Graphics on each deck utilize the multi-media aspects in his artwork, with both single level and raised ink areas.

Dimensions: 32 x 8.25 Inches / 80 x 20 cm (each)

Medium: A set of 3 skatedecks featuring Basquiat's most prolific work entitled "Beat Pop", 1983. Made from 7-ply 100% North American Maple wood, bonded with Epoxy Resin.

Provenance: Signed in the plate on the back of each deck with official "Estate of Jean-Michel Basquiat licensing" stamp below. Gallery certificate of authenticity included. 

Edition: Limited Edition

Year: 2020

Condition: New (Still in plastic wrap)


ABOUT THE ARTIST

Jean-Michel Basquiat (1960 – 1988) was an American artist who rose to success during the 1980s. Regarded as one of the most influential artists of the 20th century, he was part of the Neo-expressionism movement.

Basquiat first achieved fame as part of SAMO, a graffiti duo who wrote enigmatic epigrams in the cultural hotbed of the Lower East Side of Manhattan during the late 1970s, where rap, punk, and street art coalesced into early hip-hop music culture. By the early 1980s, his paintings were being exhibited in galleries and museums internationally. At 22, he was the youngest to exhibit at the Whitney Biennial in New York. The Whitney Museum of American Art held a retrospective of his art work in 1992.

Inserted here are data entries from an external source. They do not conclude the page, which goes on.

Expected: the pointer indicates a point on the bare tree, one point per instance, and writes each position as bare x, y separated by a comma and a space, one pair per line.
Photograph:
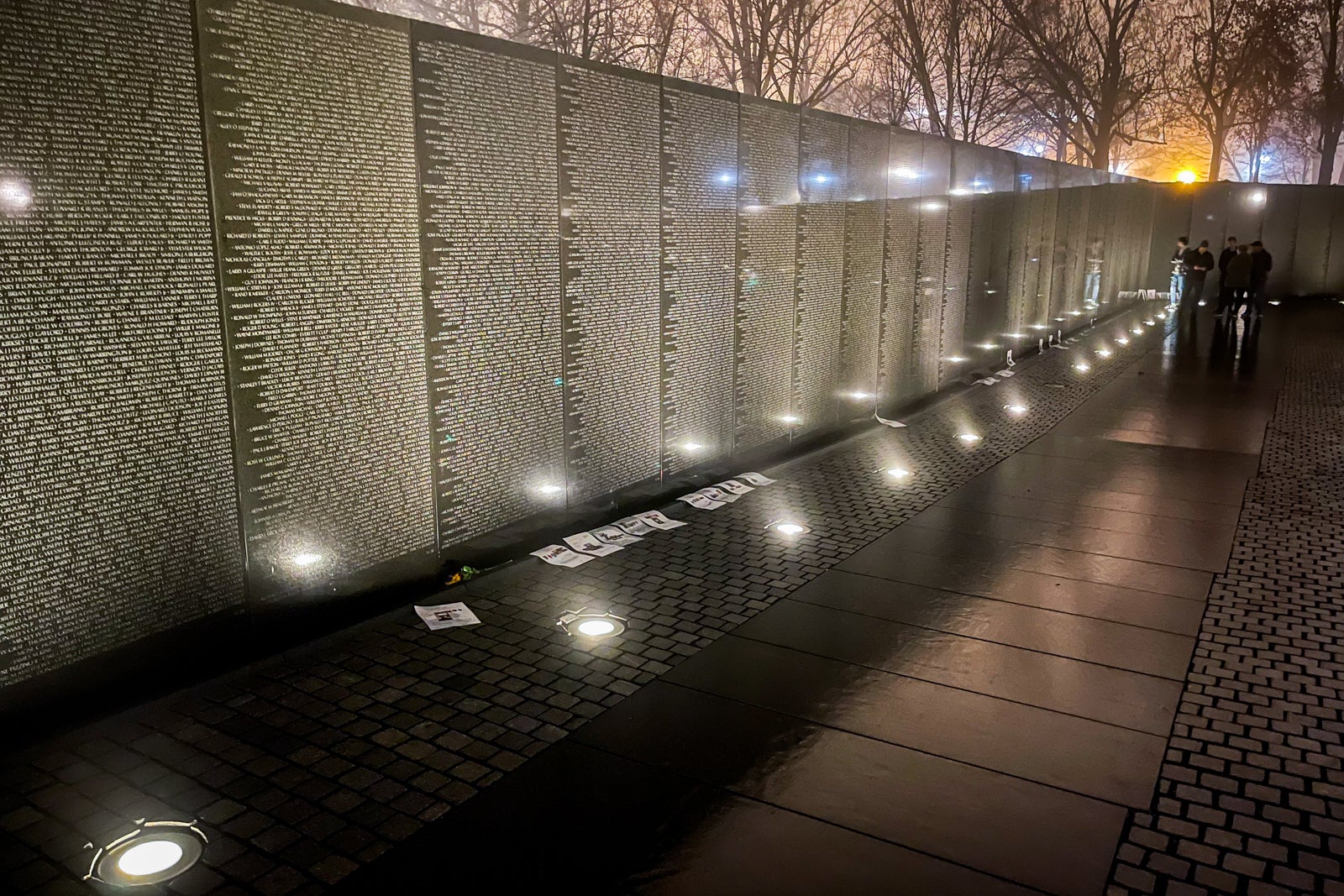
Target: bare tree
1086, 66
793, 50
958, 56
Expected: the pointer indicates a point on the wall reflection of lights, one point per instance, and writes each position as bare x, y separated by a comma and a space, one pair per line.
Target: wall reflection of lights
15, 195
790, 527
152, 853
591, 625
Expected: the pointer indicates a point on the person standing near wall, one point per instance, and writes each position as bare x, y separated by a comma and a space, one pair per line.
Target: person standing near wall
1261, 265
1225, 291
1236, 280
1198, 264
1179, 269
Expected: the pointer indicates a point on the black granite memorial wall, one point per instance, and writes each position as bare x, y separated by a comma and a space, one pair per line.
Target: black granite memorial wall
300, 301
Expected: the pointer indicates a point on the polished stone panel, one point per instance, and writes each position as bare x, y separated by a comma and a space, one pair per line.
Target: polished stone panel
1109, 644
1065, 752
1196, 553
1128, 699
1048, 839
887, 553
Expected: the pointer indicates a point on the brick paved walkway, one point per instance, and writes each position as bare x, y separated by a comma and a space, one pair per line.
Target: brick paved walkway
1252, 794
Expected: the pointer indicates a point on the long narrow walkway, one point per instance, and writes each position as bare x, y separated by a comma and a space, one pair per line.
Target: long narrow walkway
958, 683
974, 703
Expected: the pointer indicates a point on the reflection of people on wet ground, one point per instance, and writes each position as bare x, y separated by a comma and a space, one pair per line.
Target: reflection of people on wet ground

Basquiat's art focused on dichotomies such as wealth versus poverty, integration versus segregation, and inner versus outer experience. He appropriated poetry, drawing, and painting, and married text and image, abstraction, figuration, and historical information mixed with contemporary critique. He used social commentary in his paintings as a tool for introspection and for identifying with his experiences in the Black community of his time, as well as attacks on power structures and systems of racism. His visual poetics were acutely political and direct in their criticism of colonialism and support for class struggle.

Since Basquiat's death at the age of 27 from a heroin overdose in 1988, his work has steadily increased in value. At a Sotheby's auction in May 2017, Untitled, a 1982 painting by Basquiat depicting a black skull with red and yellow rivulets, sold for $110.5 million, becoming one of the most expensive paintings ever purchased. It also set a new record high for an American artist at auction.